Jeff 'Cheezy' Morgan Presents The Future of Agile at ADC/BSC East
Jeff Morgan—better known by his nickname, “Cheezy”—took to the ballroom stage at the Agile Development Conference & Better Software Conference East 2014 to kick off the second day of keynote presentations and developmental sessions.
Morgan, CTO and cofounder of Lean Dog, began his presentation “The Future of Agile: Dilution, Calcification, or Evolution?” by introducing the foundation of agile and establishing an idea of its future. The overarching message Morgan communicated is that things change, and in order to succeed from one decade into the next, you need to adapt and grow with the times.
Morgan dove into the Agile Manifesto and explained the start of the agile mindset. He went over the four tenets of agile in order to illustrate that many organizations engaging in agile practices have lost track of what it really means to be agile.
He polled the audience to ask if anyone thought the software industry is living up to the original ideas and visions for the agile methodology. No one raised a hand to show agreement.
Morgan offered some solace by explaining that some of the principles of agile being lost in the flow of today’s current business schemes is not the fault of agile practitioners or the people who make the software world run from day to day. Instead, it’s the fault of the companies who have placed a focus on things outside the agile mindset.

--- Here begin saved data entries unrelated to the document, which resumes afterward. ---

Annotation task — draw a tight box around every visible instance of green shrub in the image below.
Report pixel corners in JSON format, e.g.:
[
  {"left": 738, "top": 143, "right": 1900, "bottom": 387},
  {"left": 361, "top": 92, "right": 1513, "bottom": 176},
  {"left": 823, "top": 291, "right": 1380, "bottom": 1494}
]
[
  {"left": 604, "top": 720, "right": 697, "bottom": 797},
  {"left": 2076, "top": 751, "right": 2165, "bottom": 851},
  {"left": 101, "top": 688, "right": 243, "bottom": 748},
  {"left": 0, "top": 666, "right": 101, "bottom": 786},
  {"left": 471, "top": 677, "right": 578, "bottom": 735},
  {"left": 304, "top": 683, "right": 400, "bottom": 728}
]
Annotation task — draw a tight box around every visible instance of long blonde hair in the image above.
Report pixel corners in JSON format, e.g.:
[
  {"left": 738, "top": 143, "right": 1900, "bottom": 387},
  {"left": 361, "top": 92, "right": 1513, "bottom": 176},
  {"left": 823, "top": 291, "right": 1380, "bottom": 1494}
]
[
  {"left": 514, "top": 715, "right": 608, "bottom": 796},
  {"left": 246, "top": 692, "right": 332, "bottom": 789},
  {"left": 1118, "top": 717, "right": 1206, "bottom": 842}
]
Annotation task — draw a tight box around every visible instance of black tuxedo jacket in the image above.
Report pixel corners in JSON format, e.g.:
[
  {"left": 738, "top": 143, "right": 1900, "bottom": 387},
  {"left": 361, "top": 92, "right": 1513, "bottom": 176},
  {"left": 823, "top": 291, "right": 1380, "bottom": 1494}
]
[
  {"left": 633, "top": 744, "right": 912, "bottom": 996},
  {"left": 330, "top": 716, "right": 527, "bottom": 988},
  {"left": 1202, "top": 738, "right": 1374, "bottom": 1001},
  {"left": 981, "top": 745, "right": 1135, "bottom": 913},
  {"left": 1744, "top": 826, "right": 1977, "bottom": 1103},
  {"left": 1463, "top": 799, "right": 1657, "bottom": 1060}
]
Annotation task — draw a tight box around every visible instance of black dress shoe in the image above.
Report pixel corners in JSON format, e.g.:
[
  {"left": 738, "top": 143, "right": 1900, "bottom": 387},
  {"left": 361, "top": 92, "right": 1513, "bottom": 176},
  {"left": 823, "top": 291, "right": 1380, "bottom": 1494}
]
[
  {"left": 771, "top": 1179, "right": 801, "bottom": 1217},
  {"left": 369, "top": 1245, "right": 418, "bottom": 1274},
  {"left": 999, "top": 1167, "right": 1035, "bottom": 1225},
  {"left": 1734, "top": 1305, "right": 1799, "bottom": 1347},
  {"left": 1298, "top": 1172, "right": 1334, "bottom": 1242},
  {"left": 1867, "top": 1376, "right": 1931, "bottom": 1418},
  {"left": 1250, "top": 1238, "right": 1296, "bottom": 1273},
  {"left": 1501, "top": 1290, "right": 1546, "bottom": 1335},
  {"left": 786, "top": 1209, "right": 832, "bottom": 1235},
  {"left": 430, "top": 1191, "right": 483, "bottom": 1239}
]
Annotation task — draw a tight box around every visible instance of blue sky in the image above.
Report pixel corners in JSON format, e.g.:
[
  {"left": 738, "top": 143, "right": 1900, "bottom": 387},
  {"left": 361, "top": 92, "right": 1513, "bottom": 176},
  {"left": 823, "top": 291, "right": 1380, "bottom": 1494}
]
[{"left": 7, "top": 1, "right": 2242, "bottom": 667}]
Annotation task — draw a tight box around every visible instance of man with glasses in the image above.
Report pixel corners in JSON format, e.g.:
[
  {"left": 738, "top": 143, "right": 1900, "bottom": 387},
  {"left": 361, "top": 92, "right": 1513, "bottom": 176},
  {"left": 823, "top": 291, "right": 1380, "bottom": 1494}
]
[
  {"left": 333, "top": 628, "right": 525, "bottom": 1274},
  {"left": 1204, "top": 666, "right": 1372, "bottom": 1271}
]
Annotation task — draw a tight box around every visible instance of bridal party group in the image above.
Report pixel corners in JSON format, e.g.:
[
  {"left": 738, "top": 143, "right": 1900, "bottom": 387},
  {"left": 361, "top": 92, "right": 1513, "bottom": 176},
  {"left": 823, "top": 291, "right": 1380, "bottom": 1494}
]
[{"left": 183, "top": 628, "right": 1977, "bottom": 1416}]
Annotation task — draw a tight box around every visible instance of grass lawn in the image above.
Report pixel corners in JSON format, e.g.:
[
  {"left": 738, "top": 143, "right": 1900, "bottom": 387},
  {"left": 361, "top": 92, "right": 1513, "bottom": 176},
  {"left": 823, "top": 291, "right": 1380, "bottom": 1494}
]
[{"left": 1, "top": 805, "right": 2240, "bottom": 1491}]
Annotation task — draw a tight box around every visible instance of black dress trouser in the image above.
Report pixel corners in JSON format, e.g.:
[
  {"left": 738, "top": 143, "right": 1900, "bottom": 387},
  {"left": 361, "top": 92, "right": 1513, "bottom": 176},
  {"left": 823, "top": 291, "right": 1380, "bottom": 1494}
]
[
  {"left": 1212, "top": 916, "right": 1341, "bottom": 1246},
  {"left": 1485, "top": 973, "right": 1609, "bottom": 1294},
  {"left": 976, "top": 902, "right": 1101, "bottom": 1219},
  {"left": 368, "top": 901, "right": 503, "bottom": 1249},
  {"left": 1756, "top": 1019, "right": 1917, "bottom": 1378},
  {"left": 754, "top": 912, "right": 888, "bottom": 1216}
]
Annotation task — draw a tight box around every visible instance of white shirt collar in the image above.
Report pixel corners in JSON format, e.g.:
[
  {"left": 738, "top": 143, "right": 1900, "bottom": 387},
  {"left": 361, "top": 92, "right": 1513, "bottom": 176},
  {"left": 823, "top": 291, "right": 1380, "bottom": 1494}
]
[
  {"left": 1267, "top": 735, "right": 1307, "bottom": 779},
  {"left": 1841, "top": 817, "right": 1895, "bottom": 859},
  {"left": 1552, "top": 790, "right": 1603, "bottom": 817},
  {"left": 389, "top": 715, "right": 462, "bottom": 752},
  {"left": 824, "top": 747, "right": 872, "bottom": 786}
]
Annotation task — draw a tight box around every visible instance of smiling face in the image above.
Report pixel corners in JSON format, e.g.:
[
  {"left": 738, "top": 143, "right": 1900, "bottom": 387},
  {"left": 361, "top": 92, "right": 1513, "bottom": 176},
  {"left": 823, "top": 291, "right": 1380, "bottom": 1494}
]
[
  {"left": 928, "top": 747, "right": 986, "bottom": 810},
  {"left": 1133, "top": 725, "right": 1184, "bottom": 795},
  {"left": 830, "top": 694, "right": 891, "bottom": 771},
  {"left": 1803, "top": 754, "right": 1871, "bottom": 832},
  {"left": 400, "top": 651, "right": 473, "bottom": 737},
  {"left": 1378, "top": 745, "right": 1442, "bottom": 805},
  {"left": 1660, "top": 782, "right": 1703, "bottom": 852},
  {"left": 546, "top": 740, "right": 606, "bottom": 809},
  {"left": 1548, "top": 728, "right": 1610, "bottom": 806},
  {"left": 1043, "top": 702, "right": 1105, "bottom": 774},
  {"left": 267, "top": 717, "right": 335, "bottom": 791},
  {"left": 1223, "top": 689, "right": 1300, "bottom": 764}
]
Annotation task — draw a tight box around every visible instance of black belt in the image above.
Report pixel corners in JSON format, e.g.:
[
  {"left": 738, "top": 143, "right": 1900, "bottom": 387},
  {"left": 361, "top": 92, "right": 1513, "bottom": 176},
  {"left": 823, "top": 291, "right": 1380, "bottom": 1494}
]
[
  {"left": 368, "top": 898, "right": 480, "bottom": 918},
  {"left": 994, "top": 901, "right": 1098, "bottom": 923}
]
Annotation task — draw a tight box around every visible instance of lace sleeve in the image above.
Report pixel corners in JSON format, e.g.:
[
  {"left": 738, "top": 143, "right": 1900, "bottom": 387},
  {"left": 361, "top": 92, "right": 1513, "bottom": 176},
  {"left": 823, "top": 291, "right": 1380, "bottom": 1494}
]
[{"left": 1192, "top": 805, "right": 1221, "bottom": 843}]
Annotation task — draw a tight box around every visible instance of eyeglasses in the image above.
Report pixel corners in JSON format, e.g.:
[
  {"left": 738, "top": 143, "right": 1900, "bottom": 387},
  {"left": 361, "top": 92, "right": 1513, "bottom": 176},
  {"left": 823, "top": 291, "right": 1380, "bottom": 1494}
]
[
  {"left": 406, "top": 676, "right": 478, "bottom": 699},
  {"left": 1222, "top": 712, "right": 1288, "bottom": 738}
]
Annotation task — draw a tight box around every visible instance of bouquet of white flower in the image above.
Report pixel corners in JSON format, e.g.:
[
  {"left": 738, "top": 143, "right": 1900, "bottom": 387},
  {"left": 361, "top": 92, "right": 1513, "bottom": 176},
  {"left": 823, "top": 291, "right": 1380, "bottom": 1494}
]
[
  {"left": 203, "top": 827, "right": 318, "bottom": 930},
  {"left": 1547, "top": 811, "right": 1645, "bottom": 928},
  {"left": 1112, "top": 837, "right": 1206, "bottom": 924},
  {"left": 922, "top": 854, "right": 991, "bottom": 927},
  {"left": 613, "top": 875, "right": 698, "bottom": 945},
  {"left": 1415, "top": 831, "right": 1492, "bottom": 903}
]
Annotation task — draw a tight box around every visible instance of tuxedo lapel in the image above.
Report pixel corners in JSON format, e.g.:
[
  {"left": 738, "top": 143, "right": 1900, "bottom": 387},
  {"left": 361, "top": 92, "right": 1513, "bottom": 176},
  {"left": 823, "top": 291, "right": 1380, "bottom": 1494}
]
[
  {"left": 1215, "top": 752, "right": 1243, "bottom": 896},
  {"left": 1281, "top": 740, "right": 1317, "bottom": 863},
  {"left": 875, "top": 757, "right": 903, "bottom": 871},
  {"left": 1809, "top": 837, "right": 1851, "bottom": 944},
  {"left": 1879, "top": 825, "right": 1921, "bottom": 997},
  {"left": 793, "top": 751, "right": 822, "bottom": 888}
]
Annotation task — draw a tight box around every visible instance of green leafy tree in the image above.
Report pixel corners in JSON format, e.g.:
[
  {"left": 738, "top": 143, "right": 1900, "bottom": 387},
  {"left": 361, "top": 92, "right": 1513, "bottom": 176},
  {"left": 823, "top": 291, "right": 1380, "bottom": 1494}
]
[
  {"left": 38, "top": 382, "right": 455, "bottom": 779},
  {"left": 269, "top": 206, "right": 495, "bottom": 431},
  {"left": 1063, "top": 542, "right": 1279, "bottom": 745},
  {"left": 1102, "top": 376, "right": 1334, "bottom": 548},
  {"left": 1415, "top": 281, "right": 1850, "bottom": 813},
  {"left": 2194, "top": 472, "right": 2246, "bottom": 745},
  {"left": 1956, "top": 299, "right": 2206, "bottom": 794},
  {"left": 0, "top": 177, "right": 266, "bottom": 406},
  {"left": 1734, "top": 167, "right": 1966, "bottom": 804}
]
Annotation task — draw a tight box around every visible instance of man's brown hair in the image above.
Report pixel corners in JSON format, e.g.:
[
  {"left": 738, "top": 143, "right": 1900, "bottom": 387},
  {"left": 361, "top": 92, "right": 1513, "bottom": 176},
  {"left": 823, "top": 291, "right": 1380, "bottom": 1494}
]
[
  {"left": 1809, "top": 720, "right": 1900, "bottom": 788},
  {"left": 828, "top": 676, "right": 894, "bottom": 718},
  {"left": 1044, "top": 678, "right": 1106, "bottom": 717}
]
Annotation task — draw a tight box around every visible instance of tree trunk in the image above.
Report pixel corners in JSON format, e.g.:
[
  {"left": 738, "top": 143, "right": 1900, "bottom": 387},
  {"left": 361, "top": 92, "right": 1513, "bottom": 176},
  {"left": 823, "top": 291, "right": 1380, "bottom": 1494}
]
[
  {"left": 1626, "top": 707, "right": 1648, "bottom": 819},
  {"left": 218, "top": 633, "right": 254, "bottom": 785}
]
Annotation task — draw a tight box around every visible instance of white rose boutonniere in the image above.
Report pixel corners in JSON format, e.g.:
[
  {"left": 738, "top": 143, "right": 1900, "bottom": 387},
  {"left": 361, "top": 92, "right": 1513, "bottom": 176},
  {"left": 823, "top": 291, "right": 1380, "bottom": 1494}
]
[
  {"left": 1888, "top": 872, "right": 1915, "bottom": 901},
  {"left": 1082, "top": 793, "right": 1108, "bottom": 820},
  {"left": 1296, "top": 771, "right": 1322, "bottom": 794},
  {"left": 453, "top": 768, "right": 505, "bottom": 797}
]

With that comfort given, Morgan quickly stole it back by suggesting that many of us are fooling ourselves into thinking that we are agile. He explained that the point of agile is to get better and to take the efforts of the software community to the next level. This is where today’s ideas of best practices fail us.
Best practices aren’t actually best practices because they lock people into thinking they are doing the best job possible. They stop looking to do better and innovate. They stop approaching problems from radical and new ways. Falling into the trap of best practices isn’t agile.
With all of that being said, Morgan offered his forecast for the future. The well-defined roles we have held so sacred are starting to get blurred, and they will continue to do so. And that’s a good thing, he said, because it is bringing developers back to the roots of agile. But if we don’t act now, agile will become too commercialized and idolized—turning it into something that it was never supposed to be.
Morgan imparted that the future of agile belongs to the software community. He said we all need to push harder and drive forward new ideas while still getting back to the main theme of agile: Be radical.